HPC FAQ

How do I connect to the HPC systems?

An SSH client is required to connect to all HPC systems. For windows users SmarTTY, MobaXterm and PuTTY are good free clients but there are many others. Mac OS X users can use the builtin Terminal app.

Your account will have been enabled only for the HPC system appropriate for your project(s).

Access to HPC clusters is via jumpbox.tpac.org.au. Once connected to jumpbox please read the “Message of the Day” (MOTD) for cluster status and instructions for how to connect the login node of each cluster.

Notes:

The TPAC HPC clusters operate in a similar manner to most other HPC clusters in that they use a login node from where jobs are submitted to a scheduler to be then run in the cluster. Jobs found running on the login nodes will be terminated.
Jobs cannot be submitted from jumpbox only from the login node of the relevant cluster.

Storage in HPC systems and transferring data

Note: Rosalind users should refer to documentation provided separately regarding storage.

For kunanyi home (/u) and scratch (/scratch) directory file systems are provided by a ceph cluster using cephfs. In front of the cluster is a NFS server. Directories are auto mounted so your scratch directory will not be visible until accessed the first time i.e. doing “ls /scratch” may not show your directory.

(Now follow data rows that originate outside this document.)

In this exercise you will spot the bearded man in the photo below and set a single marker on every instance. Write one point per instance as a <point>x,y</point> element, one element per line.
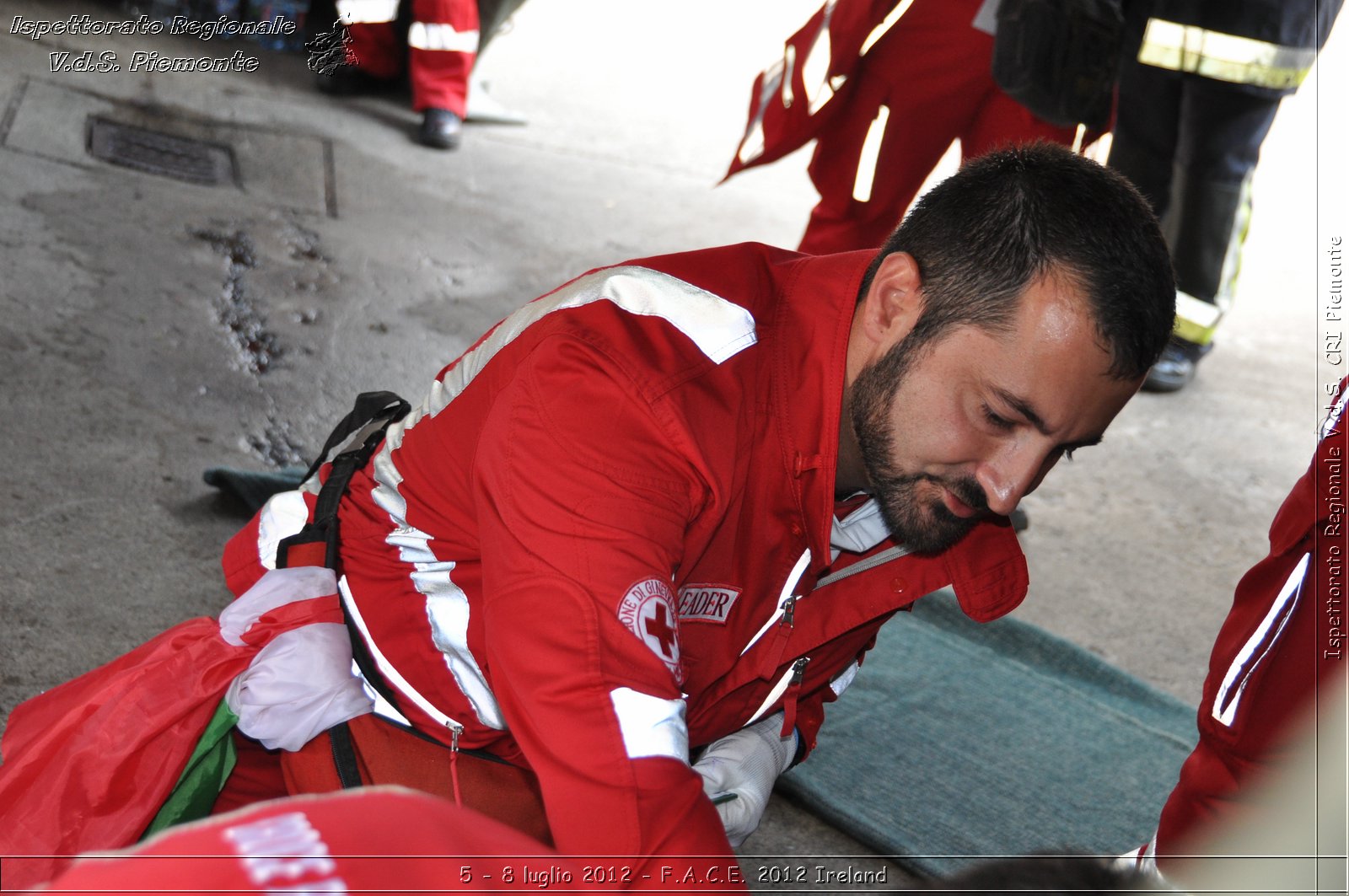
<point>607,575</point>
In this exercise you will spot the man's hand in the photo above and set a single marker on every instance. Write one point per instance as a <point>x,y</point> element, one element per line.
<point>745,765</point>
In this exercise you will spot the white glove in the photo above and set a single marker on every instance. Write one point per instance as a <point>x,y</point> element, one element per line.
<point>745,764</point>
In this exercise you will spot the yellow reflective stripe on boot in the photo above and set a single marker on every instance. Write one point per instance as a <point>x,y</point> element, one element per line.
<point>1224,57</point>
<point>1197,320</point>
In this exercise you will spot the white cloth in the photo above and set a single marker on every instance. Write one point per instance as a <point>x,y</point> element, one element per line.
<point>745,764</point>
<point>301,683</point>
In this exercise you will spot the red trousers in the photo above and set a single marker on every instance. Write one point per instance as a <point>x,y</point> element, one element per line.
<point>932,76</point>
<point>442,46</point>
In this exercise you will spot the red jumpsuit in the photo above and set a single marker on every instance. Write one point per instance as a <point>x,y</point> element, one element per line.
<point>443,40</point>
<point>881,116</point>
<point>606,537</point>
<point>1281,646</point>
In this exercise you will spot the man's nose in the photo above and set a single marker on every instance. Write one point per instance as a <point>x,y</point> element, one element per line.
<point>1009,476</point>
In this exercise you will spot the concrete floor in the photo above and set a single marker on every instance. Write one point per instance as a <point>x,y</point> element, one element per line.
<point>153,328</point>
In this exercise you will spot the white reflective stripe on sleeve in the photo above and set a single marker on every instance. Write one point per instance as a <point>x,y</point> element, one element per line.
<point>1243,667</point>
<point>779,689</point>
<point>447,610</point>
<point>283,514</point>
<point>788,587</point>
<point>719,330</point>
<point>368,11</point>
<point>843,679</point>
<point>867,162</point>
<point>815,67</point>
<point>388,668</point>
<point>427,35</point>
<point>651,725</point>
<point>879,31</point>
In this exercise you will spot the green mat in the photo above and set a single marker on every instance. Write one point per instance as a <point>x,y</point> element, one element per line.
<point>961,740</point>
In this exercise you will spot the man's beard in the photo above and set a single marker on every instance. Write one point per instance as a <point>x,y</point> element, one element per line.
<point>923,525</point>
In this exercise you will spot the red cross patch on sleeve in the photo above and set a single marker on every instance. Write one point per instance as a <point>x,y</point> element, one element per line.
<point>648,610</point>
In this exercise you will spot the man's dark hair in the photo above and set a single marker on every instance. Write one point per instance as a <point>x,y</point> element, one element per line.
<point>985,233</point>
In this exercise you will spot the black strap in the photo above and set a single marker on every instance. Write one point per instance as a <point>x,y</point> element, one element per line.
<point>344,756</point>
<point>381,408</point>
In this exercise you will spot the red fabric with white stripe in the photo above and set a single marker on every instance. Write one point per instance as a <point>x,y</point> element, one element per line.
<point>88,764</point>
<point>1271,653</point>
<point>374,840</point>
<point>931,71</point>
<point>665,426</point>
<point>442,47</point>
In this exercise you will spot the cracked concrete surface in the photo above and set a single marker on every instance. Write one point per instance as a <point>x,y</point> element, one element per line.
<point>373,262</point>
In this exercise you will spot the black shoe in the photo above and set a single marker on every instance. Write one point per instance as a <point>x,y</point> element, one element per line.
<point>440,128</point>
<point>1177,366</point>
<point>347,80</point>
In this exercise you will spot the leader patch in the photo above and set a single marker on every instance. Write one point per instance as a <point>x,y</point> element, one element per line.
<point>648,610</point>
<point>706,602</point>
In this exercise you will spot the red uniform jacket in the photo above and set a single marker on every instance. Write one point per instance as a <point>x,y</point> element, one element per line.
<point>605,536</point>
<point>1282,641</point>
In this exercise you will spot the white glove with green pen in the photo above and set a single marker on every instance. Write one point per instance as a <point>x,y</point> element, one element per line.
<point>739,770</point>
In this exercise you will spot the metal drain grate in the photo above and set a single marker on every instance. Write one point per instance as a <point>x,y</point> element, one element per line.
<point>164,154</point>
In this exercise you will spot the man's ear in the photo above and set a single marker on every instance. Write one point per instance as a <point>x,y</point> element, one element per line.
<point>894,301</point>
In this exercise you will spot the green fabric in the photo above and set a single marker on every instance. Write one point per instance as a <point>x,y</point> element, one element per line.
<point>253,487</point>
<point>208,767</point>
<point>961,741</point>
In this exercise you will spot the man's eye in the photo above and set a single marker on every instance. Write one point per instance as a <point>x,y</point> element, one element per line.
<point>995,420</point>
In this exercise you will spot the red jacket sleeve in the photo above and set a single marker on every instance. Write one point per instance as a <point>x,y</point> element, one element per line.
<point>1279,646</point>
<point>580,539</point>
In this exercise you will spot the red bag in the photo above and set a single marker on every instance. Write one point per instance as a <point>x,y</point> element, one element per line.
<point>89,763</point>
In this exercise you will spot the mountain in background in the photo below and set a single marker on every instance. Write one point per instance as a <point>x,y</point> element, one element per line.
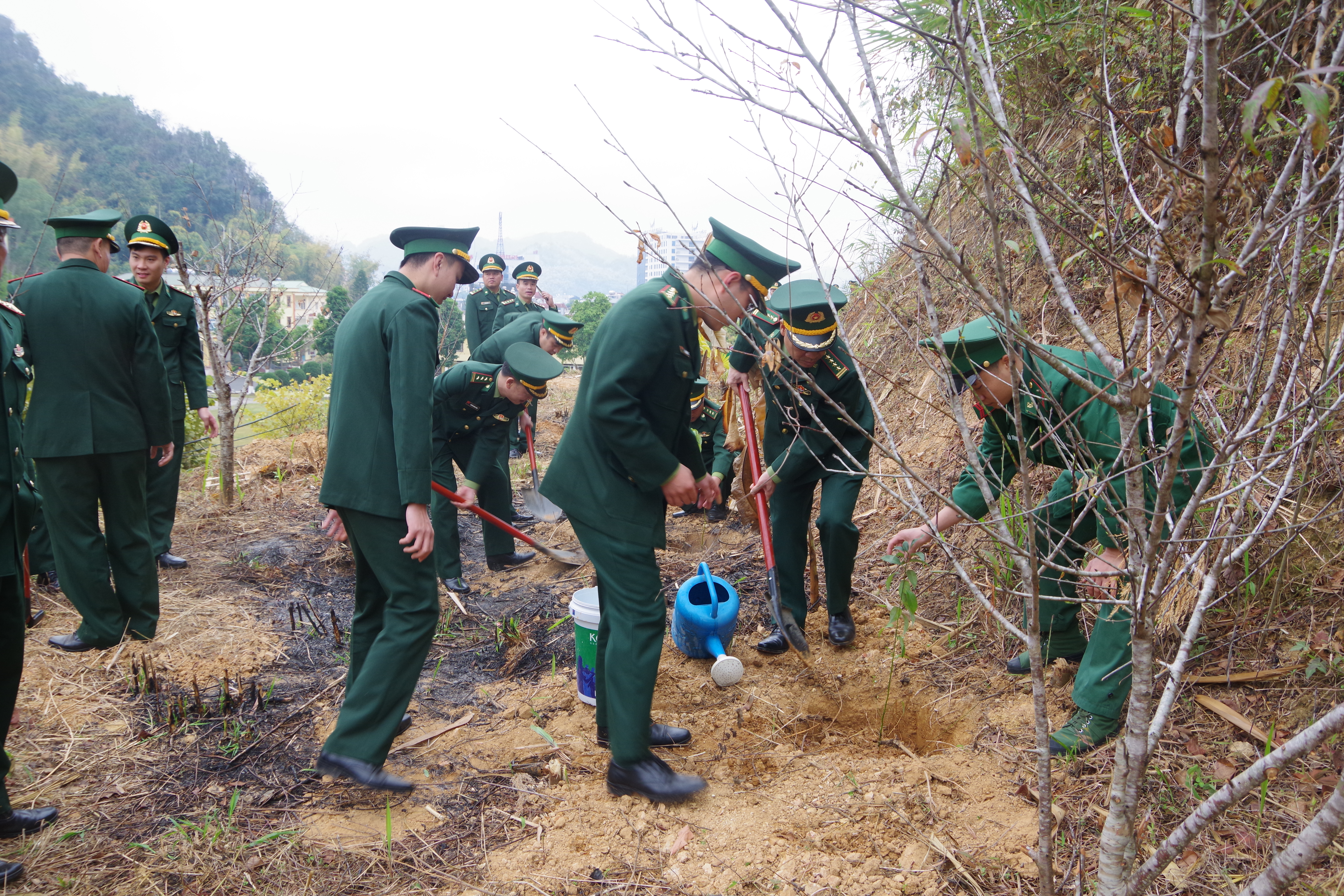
<point>572,264</point>
<point>76,151</point>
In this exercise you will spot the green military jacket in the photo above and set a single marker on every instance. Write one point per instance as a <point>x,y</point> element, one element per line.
<point>631,426</point>
<point>521,330</point>
<point>1085,445</point>
<point>470,406</point>
<point>18,493</point>
<point>100,386</point>
<point>174,315</point>
<point>792,436</point>
<point>482,308</point>
<point>507,315</point>
<point>709,431</point>
<point>378,431</point>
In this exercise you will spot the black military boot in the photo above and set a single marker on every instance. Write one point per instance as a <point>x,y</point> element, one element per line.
<point>506,561</point>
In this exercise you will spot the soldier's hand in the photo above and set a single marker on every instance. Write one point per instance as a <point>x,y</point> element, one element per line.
<point>155,450</point>
<point>1104,588</point>
<point>765,485</point>
<point>334,526</point>
<point>681,489</point>
<point>709,491</point>
<point>420,532</point>
<point>209,420</point>
<point>909,541</point>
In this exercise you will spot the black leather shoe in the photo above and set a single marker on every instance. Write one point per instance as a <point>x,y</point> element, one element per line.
<point>362,773</point>
<point>841,631</point>
<point>659,737</point>
<point>1021,666</point>
<point>28,821</point>
<point>506,561</point>
<point>72,643</point>
<point>653,780</point>
<point>773,643</point>
<point>171,562</point>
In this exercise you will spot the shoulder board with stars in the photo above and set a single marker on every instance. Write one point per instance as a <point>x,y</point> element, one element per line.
<point>837,366</point>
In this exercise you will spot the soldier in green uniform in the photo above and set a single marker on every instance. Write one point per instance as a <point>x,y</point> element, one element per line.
<point>474,406</point>
<point>802,454</point>
<point>628,453</point>
<point>485,304</point>
<point>153,245</point>
<point>100,402</point>
<point>377,484</point>
<point>553,332</point>
<point>18,504</point>
<point>526,276</point>
<point>983,357</point>
<point>708,425</point>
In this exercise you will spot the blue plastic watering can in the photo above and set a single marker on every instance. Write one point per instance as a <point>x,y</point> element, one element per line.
<point>705,618</point>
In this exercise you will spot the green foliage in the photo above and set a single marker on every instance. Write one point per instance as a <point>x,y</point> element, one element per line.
<point>298,408</point>
<point>452,331</point>
<point>589,311</point>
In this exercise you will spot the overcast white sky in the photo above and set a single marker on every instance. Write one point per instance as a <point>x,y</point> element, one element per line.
<point>377,116</point>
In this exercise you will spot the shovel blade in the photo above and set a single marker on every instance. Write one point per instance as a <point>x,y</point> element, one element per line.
<point>541,507</point>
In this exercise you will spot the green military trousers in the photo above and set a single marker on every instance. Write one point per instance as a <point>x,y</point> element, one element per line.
<point>791,514</point>
<point>1064,527</point>
<point>73,491</point>
<point>41,558</point>
<point>396,616</point>
<point>630,639</point>
<point>13,631</point>
<point>162,492</point>
<point>494,496</point>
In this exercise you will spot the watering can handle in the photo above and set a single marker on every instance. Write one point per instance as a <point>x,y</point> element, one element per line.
<point>714,593</point>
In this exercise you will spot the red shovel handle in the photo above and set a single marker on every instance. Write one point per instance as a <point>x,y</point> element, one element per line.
<point>755,464</point>
<point>485,515</point>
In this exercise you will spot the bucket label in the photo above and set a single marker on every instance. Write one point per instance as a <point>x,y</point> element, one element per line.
<point>585,660</point>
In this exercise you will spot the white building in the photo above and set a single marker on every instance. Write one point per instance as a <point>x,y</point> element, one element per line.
<point>662,249</point>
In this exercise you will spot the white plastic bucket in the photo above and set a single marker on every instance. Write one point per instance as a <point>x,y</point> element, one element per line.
<point>584,608</point>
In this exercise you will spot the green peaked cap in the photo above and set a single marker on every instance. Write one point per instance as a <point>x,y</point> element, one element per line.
<point>9,187</point>
<point>151,232</point>
<point>533,367</point>
<point>96,225</point>
<point>976,345</point>
<point>698,390</point>
<point>763,268</point>
<point>561,327</point>
<point>806,312</point>
<point>450,241</point>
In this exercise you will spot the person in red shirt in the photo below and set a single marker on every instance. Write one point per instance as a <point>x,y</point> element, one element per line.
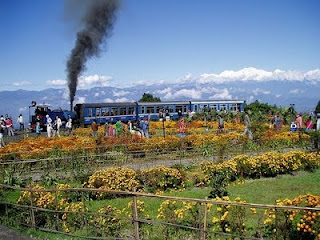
<point>299,121</point>
<point>309,124</point>
<point>9,127</point>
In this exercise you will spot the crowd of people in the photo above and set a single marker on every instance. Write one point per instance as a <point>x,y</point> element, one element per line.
<point>141,127</point>
<point>6,127</point>
<point>119,128</point>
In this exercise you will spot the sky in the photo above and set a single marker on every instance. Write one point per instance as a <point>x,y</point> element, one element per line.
<point>159,40</point>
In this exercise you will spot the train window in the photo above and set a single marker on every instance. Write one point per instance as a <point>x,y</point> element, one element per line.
<point>98,112</point>
<point>114,111</point>
<point>131,110</point>
<point>150,109</point>
<point>105,112</point>
<point>214,107</point>
<point>179,108</point>
<point>223,107</point>
<point>123,111</point>
<point>233,107</point>
<point>238,107</point>
<point>89,112</point>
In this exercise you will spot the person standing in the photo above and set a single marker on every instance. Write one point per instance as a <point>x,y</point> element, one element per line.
<point>2,127</point>
<point>69,125</point>
<point>106,129</point>
<point>299,122</point>
<point>118,127</point>
<point>247,123</point>
<point>59,124</point>
<point>309,124</point>
<point>9,126</point>
<point>21,122</point>
<point>145,127</point>
<point>38,129</point>
<point>182,127</point>
<point>94,127</point>
<point>49,125</point>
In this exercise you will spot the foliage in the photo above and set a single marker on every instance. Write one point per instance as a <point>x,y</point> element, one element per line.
<point>161,178</point>
<point>122,179</point>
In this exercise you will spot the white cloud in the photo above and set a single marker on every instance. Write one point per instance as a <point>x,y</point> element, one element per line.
<point>57,82</point>
<point>164,91</point>
<point>120,93</point>
<point>23,109</point>
<point>94,80</point>
<point>107,100</point>
<point>22,83</point>
<point>84,81</point>
<point>254,74</point>
<point>80,100</point>
<point>183,93</point>
<point>258,91</point>
<point>223,94</point>
<point>123,99</point>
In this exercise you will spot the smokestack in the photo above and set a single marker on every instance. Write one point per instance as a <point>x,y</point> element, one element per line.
<point>97,26</point>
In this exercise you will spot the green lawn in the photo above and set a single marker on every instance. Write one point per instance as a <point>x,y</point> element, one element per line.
<point>264,191</point>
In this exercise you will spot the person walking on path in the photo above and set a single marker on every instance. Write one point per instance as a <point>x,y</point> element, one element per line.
<point>118,127</point>
<point>299,121</point>
<point>247,123</point>
<point>49,125</point>
<point>69,126</point>
<point>59,124</point>
<point>94,127</point>
<point>21,122</point>
<point>9,126</point>
<point>38,129</point>
<point>2,127</point>
<point>145,127</point>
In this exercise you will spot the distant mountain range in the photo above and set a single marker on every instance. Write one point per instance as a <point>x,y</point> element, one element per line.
<point>304,94</point>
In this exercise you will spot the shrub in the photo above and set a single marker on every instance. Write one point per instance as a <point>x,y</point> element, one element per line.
<point>162,178</point>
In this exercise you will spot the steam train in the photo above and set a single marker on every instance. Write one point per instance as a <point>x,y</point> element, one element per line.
<point>85,113</point>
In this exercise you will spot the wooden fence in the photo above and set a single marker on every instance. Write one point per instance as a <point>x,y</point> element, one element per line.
<point>202,231</point>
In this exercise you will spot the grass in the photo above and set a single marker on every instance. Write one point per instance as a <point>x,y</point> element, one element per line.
<point>264,191</point>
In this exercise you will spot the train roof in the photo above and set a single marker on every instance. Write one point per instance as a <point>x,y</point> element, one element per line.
<point>216,101</point>
<point>119,104</point>
<point>164,103</point>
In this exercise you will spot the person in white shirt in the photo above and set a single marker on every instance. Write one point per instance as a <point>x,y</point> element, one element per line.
<point>49,125</point>
<point>21,122</point>
<point>59,123</point>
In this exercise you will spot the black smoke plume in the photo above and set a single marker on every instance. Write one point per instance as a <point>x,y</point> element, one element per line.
<point>98,20</point>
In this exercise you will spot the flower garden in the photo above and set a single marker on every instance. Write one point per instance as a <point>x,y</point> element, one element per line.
<point>84,186</point>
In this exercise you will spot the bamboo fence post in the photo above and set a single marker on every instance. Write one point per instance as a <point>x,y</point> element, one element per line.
<point>205,220</point>
<point>33,220</point>
<point>135,217</point>
<point>276,223</point>
<point>57,214</point>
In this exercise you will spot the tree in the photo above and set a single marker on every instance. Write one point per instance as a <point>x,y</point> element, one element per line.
<point>147,97</point>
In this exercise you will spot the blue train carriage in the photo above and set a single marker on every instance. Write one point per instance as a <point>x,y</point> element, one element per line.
<point>218,105</point>
<point>106,112</point>
<point>151,110</point>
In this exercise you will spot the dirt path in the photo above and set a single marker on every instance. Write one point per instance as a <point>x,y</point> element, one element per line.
<point>9,234</point>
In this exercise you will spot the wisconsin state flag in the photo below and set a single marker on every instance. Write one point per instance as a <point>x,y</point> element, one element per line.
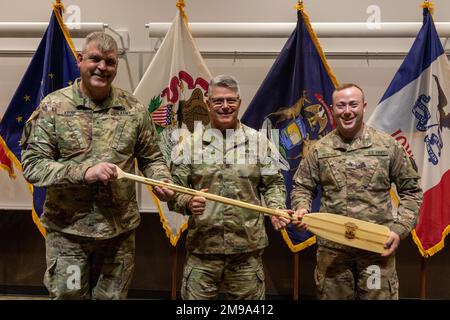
<point>295,99</point>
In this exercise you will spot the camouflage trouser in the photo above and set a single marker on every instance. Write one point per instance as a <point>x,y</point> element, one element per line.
<point>85,268</point>
<point>355,274</point>
<point>241,275</point>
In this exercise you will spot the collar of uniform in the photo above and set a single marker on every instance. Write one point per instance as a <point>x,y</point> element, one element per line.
<point>364,141</point>
<point>81,101</point>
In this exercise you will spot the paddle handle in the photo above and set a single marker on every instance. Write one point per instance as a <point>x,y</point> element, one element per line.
<point>273,212</point>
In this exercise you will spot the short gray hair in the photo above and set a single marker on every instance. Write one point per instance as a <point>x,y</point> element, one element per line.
<point>104,41</point>
<point>224,80</point>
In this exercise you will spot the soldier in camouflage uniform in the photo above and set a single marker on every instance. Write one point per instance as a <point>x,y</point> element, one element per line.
<point>355,166</point>
<point>225,243</point>
<point>72,145</point>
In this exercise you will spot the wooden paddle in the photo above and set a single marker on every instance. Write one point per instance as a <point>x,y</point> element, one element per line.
<point>344,230</point>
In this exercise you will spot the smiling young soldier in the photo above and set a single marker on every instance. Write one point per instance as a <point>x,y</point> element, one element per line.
<point>355,166</point>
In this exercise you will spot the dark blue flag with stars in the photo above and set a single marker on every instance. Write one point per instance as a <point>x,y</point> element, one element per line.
<point>295,99</point>
<point>52,67</point>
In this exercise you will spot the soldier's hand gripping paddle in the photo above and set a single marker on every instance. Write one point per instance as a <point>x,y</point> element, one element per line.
<point>344,230</point>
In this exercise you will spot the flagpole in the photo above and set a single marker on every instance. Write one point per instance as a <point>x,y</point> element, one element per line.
<point>423,278</point>
<point>180,5</point>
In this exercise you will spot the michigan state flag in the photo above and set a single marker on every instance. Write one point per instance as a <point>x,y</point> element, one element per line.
<point>174,87</point>
<point>295,99</point>
<point>415,111</point>
<point>52,67</point>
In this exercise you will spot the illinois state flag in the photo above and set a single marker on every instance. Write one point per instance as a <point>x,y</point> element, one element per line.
<point>295,99</point>
<point>414,111</point>
<point>174,87</point>
<point>52,67</point>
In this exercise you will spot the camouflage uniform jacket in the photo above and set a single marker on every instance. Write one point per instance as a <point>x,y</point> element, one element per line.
<point>69,133</point>
<point>356,178</point>
<point>225,229</point>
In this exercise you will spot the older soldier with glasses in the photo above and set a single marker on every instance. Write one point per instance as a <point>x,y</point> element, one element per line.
<point>72,145</point>
<point>224,243</point>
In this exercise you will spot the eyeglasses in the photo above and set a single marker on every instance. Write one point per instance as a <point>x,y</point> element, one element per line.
<point>219,101</point>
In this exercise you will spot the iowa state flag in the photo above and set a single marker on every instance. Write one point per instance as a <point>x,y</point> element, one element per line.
<point>174,87</point>
<point>52,67</point>
<point>295,98</point>
<point>414,111</point>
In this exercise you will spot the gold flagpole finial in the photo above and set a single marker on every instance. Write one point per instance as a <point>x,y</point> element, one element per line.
<point>299,5</point>
<point>180,4</point>
<point>428,5</point>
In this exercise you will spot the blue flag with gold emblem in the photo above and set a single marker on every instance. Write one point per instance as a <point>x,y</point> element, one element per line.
<point>52,67</point>
<point>295,99</point>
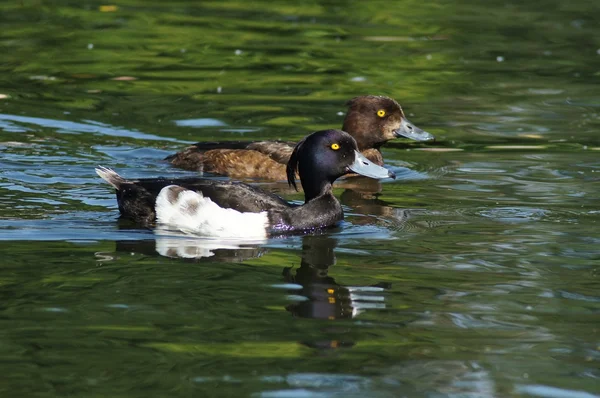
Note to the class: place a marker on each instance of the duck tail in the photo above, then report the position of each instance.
(110, 176)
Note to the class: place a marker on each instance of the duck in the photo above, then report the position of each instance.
(233, 209)
(372, 120)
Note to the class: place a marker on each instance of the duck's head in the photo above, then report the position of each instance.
(373, 120)
(326, 155)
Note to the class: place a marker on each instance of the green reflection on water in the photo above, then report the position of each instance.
(485, 258)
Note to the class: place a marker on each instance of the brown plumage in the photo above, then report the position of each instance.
(371, 120)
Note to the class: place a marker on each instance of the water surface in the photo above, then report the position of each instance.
(474, 274)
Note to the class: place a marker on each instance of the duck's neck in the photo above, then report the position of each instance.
(315, 189)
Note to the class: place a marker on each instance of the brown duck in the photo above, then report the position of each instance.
(371, 120)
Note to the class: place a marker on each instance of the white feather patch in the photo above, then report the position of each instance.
(190, 212)
(178, 245)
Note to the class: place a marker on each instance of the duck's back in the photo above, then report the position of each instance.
(137, 198)
(238, 159)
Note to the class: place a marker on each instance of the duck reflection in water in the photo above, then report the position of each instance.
(318, 295)
(322, 296)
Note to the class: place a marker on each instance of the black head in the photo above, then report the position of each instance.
(373, 120)
(326, 155)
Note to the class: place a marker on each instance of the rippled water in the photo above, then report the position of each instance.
(474, 274)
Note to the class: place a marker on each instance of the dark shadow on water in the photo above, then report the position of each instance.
(324, 298)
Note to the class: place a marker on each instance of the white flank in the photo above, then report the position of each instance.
(192, 213)
(177, 245)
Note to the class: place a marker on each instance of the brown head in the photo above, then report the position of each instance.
(374, 120)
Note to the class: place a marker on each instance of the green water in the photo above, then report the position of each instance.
(474, 274)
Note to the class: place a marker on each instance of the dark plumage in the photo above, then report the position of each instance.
(319, 159)
(371, 120)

Quotas are applied to both home and scratch directories. The default quota is 8TiB but can be increased given sufficient reason although we would ask that you do some house keeping before making a request.

Your current usage and quota is printed as part of the message of the day (MOTD) on logging into the kunanyi login node. You can also display this information by running “my-quota-usage”. The data provided is updated approximately every 15 mins.

Transferring data into your HPC home directory

For small amounts of data < 100GB you can use ‘scp’ like tools e.g. WinSCP. Also SmarTTY and MobaXterm both have inbuilt tools to transfer files as well as to make ssh connections. The following linux command will transfer data to your home directory.

scp file.tar.gz {username}@jumpbox.tpac.org.au:~/

Please consider others when transferring data and ensure you are transferring compressed archives (zip, gzip etc.)

For large amounts of data > 100GB please contact us via the UTas Service Catalog.

How do I use PBS?

PBS at TPAC

The Portable Batch Systems (PBS) used at TPAC varies between compute systems.

PBS Pro User Guide
PBS Pro Reference Guide

The following is intended to be generic information for more detailed information refer to the “man” pages or the user documentation above.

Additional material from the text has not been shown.